By Elliott West
“I am trying to find myself. Sometimes that’s not easy”.
Marilyn Monroe
Introduction
On 5th August 1962, Marilyn Monroe was found dead by her psychiatrist in a bedroom in her Los Angeles home, 12305 Fifth Helena Drive in Brentwood at 3 am. A later inquest found that she died between 8:30 and 10:30 pm on 4 August due to what the coroner described as an “accidental” overdose drug overdose of chloral hydrate and Nembutal. Marilyn was naked, lying face down on her bed and clutching a telephone receiver. She was only 36 years old. Monroe had called her psychiatrist, Dr Ralph Greenson at about 5:15 pm to say that she couldn’t sleep, to which he told her to go for a ride.
Her housekeeper, Eunice Murray had become worried when Marilyn hadn’t responded to numerous knocks at her bedroom door. Strange as she had seen a light go on in Marilyn’s room at 3 am. She then called Dr Ralph Greenson who had to break in through a window to gain access to her bedroom.
Misunderstood
Norma Jeane Mortenson always wanted to be a film star. Her double M stage name, a Hollywood cocktail, was created from her grandmother’s surname. This a brilliantly thought-out idea that showed that Marilyn wanted agency and control from the beginning.

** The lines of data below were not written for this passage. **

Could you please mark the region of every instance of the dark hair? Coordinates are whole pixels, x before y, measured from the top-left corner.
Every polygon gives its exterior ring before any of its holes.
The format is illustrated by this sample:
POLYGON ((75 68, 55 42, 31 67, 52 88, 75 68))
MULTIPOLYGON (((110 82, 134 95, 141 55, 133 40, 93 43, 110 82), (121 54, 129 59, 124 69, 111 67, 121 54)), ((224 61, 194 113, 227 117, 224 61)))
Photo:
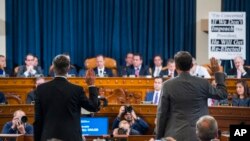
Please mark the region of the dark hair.
POLYGON ((65 75, 68 72, 70 61, 65 55, 60 54, 53 59, 53 66, 55 74, 65 75))
MULTIPOLYGON (((160 57, 160 58, 161 58, 161 55, 155 55, 155 56, 154 56, 154 59, 155 59, 155 57, 160 57)), ((161 60, 162 60, 162 58, 161 58, 161 60)))
POLYGON ((188 71, 192 68, 192 55, 187 51, 179 51, 174 56, 175 66, 181 71, 188 71))
POLYGON ((96 55, 96 58, 97 58, 97 57, 102 57, 103 59, 105 58, 102 54, 96 55))
MULTIPOLYGON (((248 89, 248 84, 247 81, 240 79, 236 82, 237 84, 241 84, 244 87, 244 98, 247 98, 249 96, 249 89, 248 89)), ((239 95, 237 94, 237 96, 239 97, 239 95)))
POLYGON ((163 78, 162 78, 161 76, 156 76, 156 77, 154 77, 154 80, 155 80, 155 79, 161 79, 162 82, 163 82, 163 78))
POLYGON ((168 63, 174 63, 174 59, 172 59, 172 58, 168 59, 167 64, 168 63))
POLYGON ((32 53, 28 53, 26 56, 25 56, 25 60, 27 60, 27 57, 28 56, 32 56, 33 58, 35 57, 32 53))
POLYGON ((139 54, 139 53, 135 53, 134 56, 139 56, 139 57, 140 57, 140 60, 143 59, 142 56, 141 56, 141 54, 139 54))

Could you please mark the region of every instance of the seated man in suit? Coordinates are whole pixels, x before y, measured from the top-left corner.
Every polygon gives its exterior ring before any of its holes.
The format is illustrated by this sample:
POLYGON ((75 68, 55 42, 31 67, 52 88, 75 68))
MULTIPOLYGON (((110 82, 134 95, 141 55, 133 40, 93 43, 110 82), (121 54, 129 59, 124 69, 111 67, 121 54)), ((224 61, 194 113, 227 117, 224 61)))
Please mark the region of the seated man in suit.
POLYGON ((161 94, 161 86, 163 79, 161 77, 155 77, 154 79, 154 91, 148 92, 145 97, 145 101, 151 101, 153 104, 158 104, 161 94))
POLYGON ((114 136, 119 135, 140 135, 140 133, 131 128, 130 124, 126 120, 122 120, 119 123, 119 127, 113 131, 114 136))
POLYGON ((125 65, 119 67, 119 76, 127 76, 127 69, 133 65, 133 56, 133 53, 127 53, 125 58, 125 65))
POLYGON ((148 124, 140 117, 135 114, 132 106, 121 106, 118 116, 115 118, 112 129, 118 128, 120 121, 125 119, 129 124, 131 129, 136 130, 139 134, 144 134, 148 130, 148 124))
POLYGON ((33 134, 33 127, 27 123, 27 117, 24 111, 14 112, 12 121, 4 124, 2 134, 33 134))
POLYGON ((231 69, 228 75, 234 75, 236 78, 250 78, 250 69, 244 67, 244 59, 241 56, 234 58, 235 68, 231 69))
POLYGON ((218 137, 218 125, 214 117, 205 115, 196 122, 196 135, 200 141, 211 141, 218 137))
POLYGON ((96 56, 96 68, 94 69, 96 76, 98 77, 112 77, 113 73, 111 69, 105 68, 104 66, 104 56, 97 55, 96 56))
POLYGON ((160 55, 156 55, 154 57, 154 67, 151 69, 152 70, 152 76, 153 77, 158 77, 158 76, 163 76, 167 75, 166 70, 162 70, 162 58, 160 55))
POLYGON ((195 58, 193 58, 193 67, 190 70, 190 74, 202 78, 211 78, 207 69, 203 66, 198 65, 195 58))
POLYGON ((17 76, 34 77, 36 75, 42 75, 42 70, 34 66, 34 55, 28 54, 25 57, 25 65, 18 67, 17 76))
MULTIPOLYGON (((69 61, 70 61, 70 56, 69 56, 68 53, 63 53, 63 55, 65 55, 65 56, 69 59, 69 61)), ((53 65, 52 65, 51 68, 50 68, 50 73, 49 73, 49 75, 52 76, 52 77, 55 75, 55 74, 54 74, 54 67, 53 67, 53 65)), ((69 68, 69 70, 68 70, 67 76, 68 76, 68 77, 71 77, 71 76, 77 76, 77 75, 78 75, 78 74, 77 74, 76 67, 75 67, 74 65, 70 64, 70 68, 69 68)))
POLYGON ((177 71, 175 70, 175 62, 174 59, 168 59, 167 62, 167 70, 166 70, 166 75, 168 75, 171 78, 174 78, 178 75, 177 71))
MULTIPOLYGON (((43 83, 45 83, 45 79, 43 77, 36 78, 36 88, 43 83)), ((35 90, 30 91, 26 98, 26 104, 32 104, 33 102, 35 102, 35 90)))
POLYGON ((6 69, 6 58, 3 55, 0 55, 0 76, 8 76, 10 71, 6 69))
POLYGON ((134 54, 133 56, 133 66, 127 69, 128 76, 146 76, 150 75, 149 68, 142 65, 142 56, 140 54, 134 54))

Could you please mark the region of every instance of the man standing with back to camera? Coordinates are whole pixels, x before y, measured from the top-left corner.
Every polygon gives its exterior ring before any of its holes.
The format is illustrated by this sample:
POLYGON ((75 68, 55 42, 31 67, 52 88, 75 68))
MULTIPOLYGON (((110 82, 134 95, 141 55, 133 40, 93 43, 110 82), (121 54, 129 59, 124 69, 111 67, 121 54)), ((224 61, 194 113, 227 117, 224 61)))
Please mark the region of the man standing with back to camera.
POLYGON ((215 73, 217 88, 208 80, 191 76, 192 56, 180 51, 175 57, 178 77, 163 83, 157 109, 156 138, 173 137, 177 141, 197 141, 196 121, 208 115, 207 99, 226 99, 224 73, 215 73))
POLYGON ((53 60, 55 78, 41 84, 35 91, 35 141, 63 140, 82 141, 80 127, 81 107, 98 111, 98 91, 94 86, 94 72, 86 75, 89 99, 83 88, 67 80, 70 61, 65 55, 53 60))

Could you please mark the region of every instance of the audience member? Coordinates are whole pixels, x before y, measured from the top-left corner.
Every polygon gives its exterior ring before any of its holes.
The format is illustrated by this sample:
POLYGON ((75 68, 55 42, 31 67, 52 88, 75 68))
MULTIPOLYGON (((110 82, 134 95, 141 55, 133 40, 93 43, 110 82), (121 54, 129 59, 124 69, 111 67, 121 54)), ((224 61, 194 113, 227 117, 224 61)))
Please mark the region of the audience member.
POLYGON ((166 70, 162 70, 162 58, 160 55, 156 55, 154 57, 154 67, 151 69, 152 71, 152 76, 153 77, 158 77, 163 75, 168 75, 166 70))
POLYGON ((236 83, 236 96, 232 99, 233 106, 250 106, 249 89, 247 81, 239 80, 236 83))
MULTIPOLYGON (((69 59, 69 61, 70 61, 70 56, 69 56, 68 53, 63 53, 63 55, 65 55, 65 56, 69 59)), ((70 63, 71 63, 71 62, 70 62, 70 63)), ((52 64, 52 66, 51 66, 51 68, 50 68, 49 75, 50 75, 50 76, 54 76, 54 75, 55 75, 55 74, 54 74, 54 66, 53 66, 53 64, 52 64)), ((78 75, 78 74, 77 74, 76 67, 75 67, 74 65, 70 64, 70 68, 69 68, 69 70, 68 70, 67 76, 68 76, 68 77, 71 77, 71 76, 77 76, 77 75, 78 75)))
POLYGON ((119 123, 119 127, 115 128, 113 131, 113 135, 140 135, 140 133, 131 128, 130 124, 126 120, 122 120, 119 123))
POLYGON ((25 58, 25 65, 18 67, 17 76, 34 77, 36 75, 42 75, 42 70, 34 66, 34 55, 28 54, 25 58))
POLYGON ((250 69, 244 67, 244 59, 241 56, 237 56, 234 58, 234 66, 235 68, 231 69, 228 72, 228 75, 234 75, 236 76, 236 78, 250 77, 250 69))
POLYGON ((149 68, 142 65, 142 62, 142 56, 140 54, 134 54, 133 66, 127 69, 127 75, 135 77, 150 75, 149 68))
POLYGON ((127 77, 127 69, 133 65, 133 56, 134 54, 129 52, 125 58, 125 65, 119 67, 119 76, 126 76, 127 77))
POLYGON ((70 83, 67 72, 70 60, 65 55, 53 59, 55 78, 39 85, 35 91, 34 140, 60 139, 82 140, 80 126, 81 107, 96 112, 99 110, 98 90, 94 86, 94 72, 88 70, 86 83, 89 98, 82 86, 70 83))
POLYGON ((33 134, 33 127, 27 123, 27 117, 24 111, 14 112, 12 121, 4 124, 2 134, 33 134))
POLYGON ((0 92, 0 104, 6 104, 6 98, 5 98, 5 95, 0 92))
POLYGON ((130 127, 140 134, 146 133, 149 126, 148 124, 140 117, 135 114, 132 106, 121 106, 118 116, 113 121, 112 129, 118 128, 120 121, 124 118, 129 124, 130 127))
MULTIPOLYGON (((43 84, 45 82, 45 79, 42 77, 37 77, 36 78, 36 88, 40 84, 43 84)), ((26 98, 26 104, 33 104, 35 102, 35 90, 32 90, 28 93, 27 98, 26 98)))
POLYGON ((177 71, 175 70, 175 62, 174 59, 168 59, 167 62, 167 73, 166 75, 168 75, 171 78, 174 78, 178 75, 177 71))
POLYGON ((196 122, 196 135, 200 141, 218 138, 218 125, 214 117, 205 115, 196 122))
POLYGON ((226 99, 224 73, 217 72, 217 88, 206 80, 191 76, 192 56, 180 51, 175 57, 178 77, 169 79, 162 86, 157 109, 157 139, 171 136, 177 141, 197 141, 195 123, 208 114, 207 99, 226 99))
POLYGON ((158 105, 160 94, 161 94, 161 86, 163 79, 161 77, 155 77, 154 79, 154 91, 148 92, 145 97, 145 101, 151 101, 153 104, 158 105))
POLYGON ((105 67, 105 60, 103 55, 96 56, 96 68, 94 68, 95 74, 98 77, 112 77, 113 73, 111 69, 105 67))
POLYGON ((84 77, 86 75, 86 71, 85 71, 85 69, 83 68, 83 69, 80 69, 80 71, 79 71, 79 73, 78 73, 78 76, 79 77, 84 77))
POLYGON ((6 68, 6 58, 0 55, 0 76, 8 76, 10 71, 6 68))
POLYGON ((202 78, 211 78, 207 69, 203 66, 198 65, 195 58, 193 58, 193 67, 190 70, 190 74, 202 78))

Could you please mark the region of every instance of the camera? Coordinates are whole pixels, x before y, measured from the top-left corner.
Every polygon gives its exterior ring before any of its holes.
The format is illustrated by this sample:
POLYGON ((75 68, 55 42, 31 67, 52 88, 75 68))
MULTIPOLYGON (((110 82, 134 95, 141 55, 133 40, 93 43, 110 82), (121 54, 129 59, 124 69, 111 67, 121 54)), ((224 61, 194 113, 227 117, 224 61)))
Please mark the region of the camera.
POLYGON ((131 113, 132 111, 133 111, 132 106, 130 106, 130 105, 125 106, 125 113, 131 113))
POLYGON ((104 96, 98 96, 98 105, 99 107, 107 107, 108 106, 108 100, 104 96))
POLYGON ((26 123, 28 121, 28 117, 27 116, 22 116, 20 121, 21 121, 22 124, 24 124, 24 123, 26 123))
POLYGON ((127 130, 124 128, 118 128, 117 133, 118 135, 127 135, 127 130))

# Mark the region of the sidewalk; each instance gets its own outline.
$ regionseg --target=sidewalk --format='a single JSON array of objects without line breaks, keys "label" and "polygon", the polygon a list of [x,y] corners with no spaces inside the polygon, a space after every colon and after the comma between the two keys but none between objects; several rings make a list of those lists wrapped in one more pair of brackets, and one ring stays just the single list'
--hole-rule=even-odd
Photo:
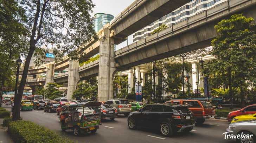
[{"label": "sidewalk", "polygon": [[4,118],[0,118],[0,143],[14,143],[7,132],[7,127],[2,127],[4,119]]}]

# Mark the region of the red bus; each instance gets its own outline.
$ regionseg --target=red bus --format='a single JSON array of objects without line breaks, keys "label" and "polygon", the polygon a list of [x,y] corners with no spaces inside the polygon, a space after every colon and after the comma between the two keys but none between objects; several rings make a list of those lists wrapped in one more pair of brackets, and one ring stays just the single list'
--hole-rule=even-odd
[{"label": "red bus", "polygon": [[43,98],[44,97],[43,95],[35,95],[29,96],[27,97],[27,100],[31,101],[43,100]]}]

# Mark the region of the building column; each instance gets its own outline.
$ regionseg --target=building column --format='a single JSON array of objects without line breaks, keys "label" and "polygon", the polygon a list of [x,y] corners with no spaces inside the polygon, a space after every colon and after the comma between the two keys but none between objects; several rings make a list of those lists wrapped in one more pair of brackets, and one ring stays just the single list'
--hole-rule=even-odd
[{"label": "building column", "polygon": [[69,61],[69,68],[68,82],[68,91],[67,98],[68,100],[71,101],[76,87],[79,81],[79,62],[78,61],[70,60]]},{"label": "building column", "polygon": [[197,79],[198,78],[197,74],[197,65],[196,63],[192,63],[192,87],[193,91],[194,92],[195,90],[199,89],[199,87],[197,87],[196,83],[198,82]]},{"label": "building column", "polygon": [[54,82],[53,76],[54,76],[54,70],[55,69],[55,65],[52,63],[50,63],[47,65],[46,68],[46,76],[45,77],[45,88],[47,88],[47,83]]},{"label": "building column", "polygon": [[[135,68],[135,77],[137,78],[137,81],[140,81],[140,67],[138,66]],[[138,85],[138,83],[135,83],[135,85]]]},{"label": "building column", "polygon": [[129,85],[128,93],[130,93],[132,91],[132,89],[133,87],[133,73],[132,69],[129,69],[128,73],[128,84]]},{"label": "building column", "polygon": [[105,101],[113,97],[113,78],[115,72],[114,40],[110,37],[110,30],[105,28],[100,39],[100,59],[98,101]]}]

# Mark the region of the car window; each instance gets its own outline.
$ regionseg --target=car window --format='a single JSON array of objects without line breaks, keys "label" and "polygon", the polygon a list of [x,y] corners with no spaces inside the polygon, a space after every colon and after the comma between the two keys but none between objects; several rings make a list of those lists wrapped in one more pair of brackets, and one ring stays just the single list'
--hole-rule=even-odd
[{"label": "car window", "polygon": [[152,108],[152,105],[147,105],[143,108],[142,111],[143,112],[150,112]]},{"label": "car window", "polygon": [[204,107],[212,107],[212,104],[209,102],[202,101],[200,101],[200,102],[201,103],[202,103],[203,106]]},{"label": "car window", "polygon": [[163,112],[163,107],[159,105],[154,105],[152,107],[151,112]]},{"label": "car window", "polygon": [[244,109],[247,112],[256,112],[256,106],[250,106]]},{"label": "car window", "polygon": [[113,103],[113,101],[107,101],[105,102],[105,104],[107,104],[109,105],[113,105],[114,104],[114,103]]},{"label": "car window", "polygon": [[107,108],[113,108],[112,107],[110,106],[109,105],[107,105],[107,104],[104,104],[104,105],[101,105],[101,107],[102,109],[105,109]]},{"label": "car window", "polygon": [[190,107],[200,107],[200,105],[197,101],[184,101],[183,104]]},{"label": "car window", "polygon": [[117,104],[130,104],[130,102],[129,102],[129,101],[127,100],[116,101],[115,101],[115,102]]}]

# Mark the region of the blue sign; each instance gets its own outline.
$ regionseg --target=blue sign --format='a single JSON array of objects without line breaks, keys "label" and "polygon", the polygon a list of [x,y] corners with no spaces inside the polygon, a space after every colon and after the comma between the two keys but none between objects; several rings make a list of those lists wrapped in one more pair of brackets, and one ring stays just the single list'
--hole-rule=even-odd
[{"label": "blue sign", "polygon": [[54,58],[55,57],[55,56],[54,56],[54,54],[52,53],[46,53],[46,57],[51,58]]}]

Rather than the orphan-to-riches story that Hollywood would have you believe, Marilyn was knocking on the doors of the film studios, looking for film work. Her mother, Gladys Pearl Baker was very much alive, living in a mental institution, having first been institutionalised when the young Marilyn was only 8 years old. A young girl who is illegitimate, not knowing her father. Her mother was diagnosed with paranoid schizophrenia in the 1930s, a time when mental illness was seen as shameful and was not talked about. Monroe was taken to an orphan home and told to forget her mother and pretend she was dead.
Escapism
Through these bad times, Marilyn found her escape by going to the cinema for a dime or a nickel. This young and innocent girl went to watch films such as Cleopatra, living the movies, a place that was problem free and purely escapist. By 1941 and at the age of 15, Monroe had left the orphanage and moved in with a foster family. It was then that she blossomed, becoming voluptuous and developing a beautiful face. The boys turned their eyes in her direction, wolf-whistling as she walked past. Rather than ignoring the attention, she bathed in it. Even then, she unconsciously walked like a movie star, learning the machinery of womanhood early in life. She bought into the idea that beauty brought power. A body that was a blessing, weaponised but also a curse because it was weaponised against her.
Marriage
At 16, Marilyn’s life changed overnight, marrying a neighbour, James Dougherty who she barely knew. The marriage was the idea of her foster mother, Grace Macee. She was given an ultimatum, either marry this 21-year-old or go into a home. Marilyn was a pragmatist, seeing this as her best option, she chose marriage. She barely had any time to get to know her new husband as the Second World War meant he was sent away to the Marines to fight in the South Pacific. Meanwhile answered the call to help the war effort and went to work in an aircraft factory outside of Los Angeles. While she was there a photographer came to take pictures of the women and spotted Marilyn. See her, he commented, “Where have you been hiding?”. The photographer was so impressed with the picture that he asked for a photo shoot during her lunch hour, telling her to wear another sweater. So the bombshell of beauty exploded.
The Career Trail
Monroe spurred on by this success, tried her luck at the Blue Book Model Agency which was looking for models. She went to the Ambassador Hotel to audition. Seen as the “girl next door”, the agency instantly saw her potential. She oozed sex appeal and displayed her excitement at being in front of a camera. A woman who was comfortable in her skin would lead to a life-changing photo shoot, an affair with the photographer and serving divorce papers to her husband.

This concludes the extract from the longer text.